Da la sensación que podemos coger la luz con nuestras manos cuando está reflejada en la diversidad de colores. Extasiados por la belleza, permanecemos atónitos ante la aparición del arco iris surcando el cielo. Ese reflejo difuso nos trae un instante de inocente felicidad, unos segundos de explosión de magia entre el final de una lluvia y los tenues rayos del sol. Rojos, morados, violetas, azules, verdes, naranjas y dorados coexisten entre sí, porque todos son uno. Y si uno de estos colores faltara, simplemente no habría luz.
Así como es arriba es abajo, dicen los sabios que saben. Si en el cielo la diversidad es moneda corriente, debe ser porque aquí abajo nos necesitamos unos y otros con nuestras diferencias. No sólo el bajo necesita del alto para tomar la manzana del árbol, sino que el alto necesita del bajo para encontrar la piedra preciosa. El delgado necesita del robusto para lanzar la piedra y el robusto necesita del delgado para correr. El niño necesita al adulto para ser cuidado y el adulto necesita al niño para sanar su corazón.

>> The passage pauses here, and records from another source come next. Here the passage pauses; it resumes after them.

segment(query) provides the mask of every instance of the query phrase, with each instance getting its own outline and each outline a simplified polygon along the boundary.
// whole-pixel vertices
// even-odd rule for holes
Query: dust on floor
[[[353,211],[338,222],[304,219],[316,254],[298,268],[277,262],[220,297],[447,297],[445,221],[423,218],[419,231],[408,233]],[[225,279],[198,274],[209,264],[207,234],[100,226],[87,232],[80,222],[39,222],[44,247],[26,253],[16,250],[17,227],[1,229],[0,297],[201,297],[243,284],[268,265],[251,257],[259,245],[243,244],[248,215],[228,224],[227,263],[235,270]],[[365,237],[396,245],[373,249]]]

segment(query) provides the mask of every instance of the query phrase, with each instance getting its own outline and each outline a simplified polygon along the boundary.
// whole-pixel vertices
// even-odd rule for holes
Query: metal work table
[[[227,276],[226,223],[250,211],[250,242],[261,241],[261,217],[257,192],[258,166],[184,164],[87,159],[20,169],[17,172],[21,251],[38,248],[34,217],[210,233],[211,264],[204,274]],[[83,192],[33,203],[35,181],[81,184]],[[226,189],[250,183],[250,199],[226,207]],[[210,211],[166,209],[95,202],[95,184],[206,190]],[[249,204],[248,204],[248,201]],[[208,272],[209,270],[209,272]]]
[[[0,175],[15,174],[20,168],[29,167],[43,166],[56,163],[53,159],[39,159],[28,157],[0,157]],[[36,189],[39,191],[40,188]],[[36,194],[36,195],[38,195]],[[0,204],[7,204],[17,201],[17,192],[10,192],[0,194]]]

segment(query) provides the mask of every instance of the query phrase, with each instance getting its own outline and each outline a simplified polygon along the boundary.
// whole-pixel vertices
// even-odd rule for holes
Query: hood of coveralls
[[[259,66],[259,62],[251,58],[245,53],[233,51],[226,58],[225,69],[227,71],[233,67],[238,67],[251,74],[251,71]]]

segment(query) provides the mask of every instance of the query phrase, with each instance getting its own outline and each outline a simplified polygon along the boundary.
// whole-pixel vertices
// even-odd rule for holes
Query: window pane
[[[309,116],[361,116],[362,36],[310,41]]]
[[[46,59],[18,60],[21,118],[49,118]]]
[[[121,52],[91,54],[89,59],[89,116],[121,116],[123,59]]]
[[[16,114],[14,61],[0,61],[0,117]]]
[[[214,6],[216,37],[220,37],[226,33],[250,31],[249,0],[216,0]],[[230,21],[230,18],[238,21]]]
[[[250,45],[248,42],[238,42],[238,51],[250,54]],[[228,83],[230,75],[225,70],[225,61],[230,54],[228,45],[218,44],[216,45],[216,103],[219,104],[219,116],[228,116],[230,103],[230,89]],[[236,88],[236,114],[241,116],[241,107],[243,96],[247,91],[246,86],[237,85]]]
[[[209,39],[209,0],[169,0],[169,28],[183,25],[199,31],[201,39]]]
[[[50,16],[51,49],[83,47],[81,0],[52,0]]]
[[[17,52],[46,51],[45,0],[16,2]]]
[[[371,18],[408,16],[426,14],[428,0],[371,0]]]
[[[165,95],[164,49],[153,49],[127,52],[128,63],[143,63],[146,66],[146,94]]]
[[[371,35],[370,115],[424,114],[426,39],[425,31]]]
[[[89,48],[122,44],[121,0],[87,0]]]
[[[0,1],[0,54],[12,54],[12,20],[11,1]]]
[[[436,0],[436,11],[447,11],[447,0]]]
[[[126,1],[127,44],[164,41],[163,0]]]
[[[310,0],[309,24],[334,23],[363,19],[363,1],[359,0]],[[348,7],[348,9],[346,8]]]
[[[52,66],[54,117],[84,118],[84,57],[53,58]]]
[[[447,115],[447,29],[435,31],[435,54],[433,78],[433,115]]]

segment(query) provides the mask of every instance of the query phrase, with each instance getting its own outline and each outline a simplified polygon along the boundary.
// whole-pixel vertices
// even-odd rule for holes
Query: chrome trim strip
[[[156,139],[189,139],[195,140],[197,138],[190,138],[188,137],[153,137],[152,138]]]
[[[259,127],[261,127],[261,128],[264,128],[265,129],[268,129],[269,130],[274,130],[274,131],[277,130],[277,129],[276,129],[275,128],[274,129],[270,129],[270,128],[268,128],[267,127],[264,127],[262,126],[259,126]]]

Hay momentos en que algunos nos juntamos con otros parecidos y decidimos que “nosotros” somos los buenos y los normales, también los santos, los saludables, los correctos y los inteligentes. Por lo tanto, determinamos que los “otros” que son también bastante parecidos pero no lo suficiente, obligatoriamente son malos y anormales, pecadores, enfermos, incorrectos y tontos. Desde ya, es posible que ellos opinen sobre nosotros exactamente lo mismo que nosotros opinamos sobre ellos. Pero poco importa, porque de todas maneras no nos interesa lo que piensan ni sienten ni dicen. Nosotros somos nosotros y ellos son ellos, o sea, son diferentes. Y si son diferentes, preferimos alejarnos. Y al alejarnos, serán cada vez más diferentes y más desconocidos y más peligrosos.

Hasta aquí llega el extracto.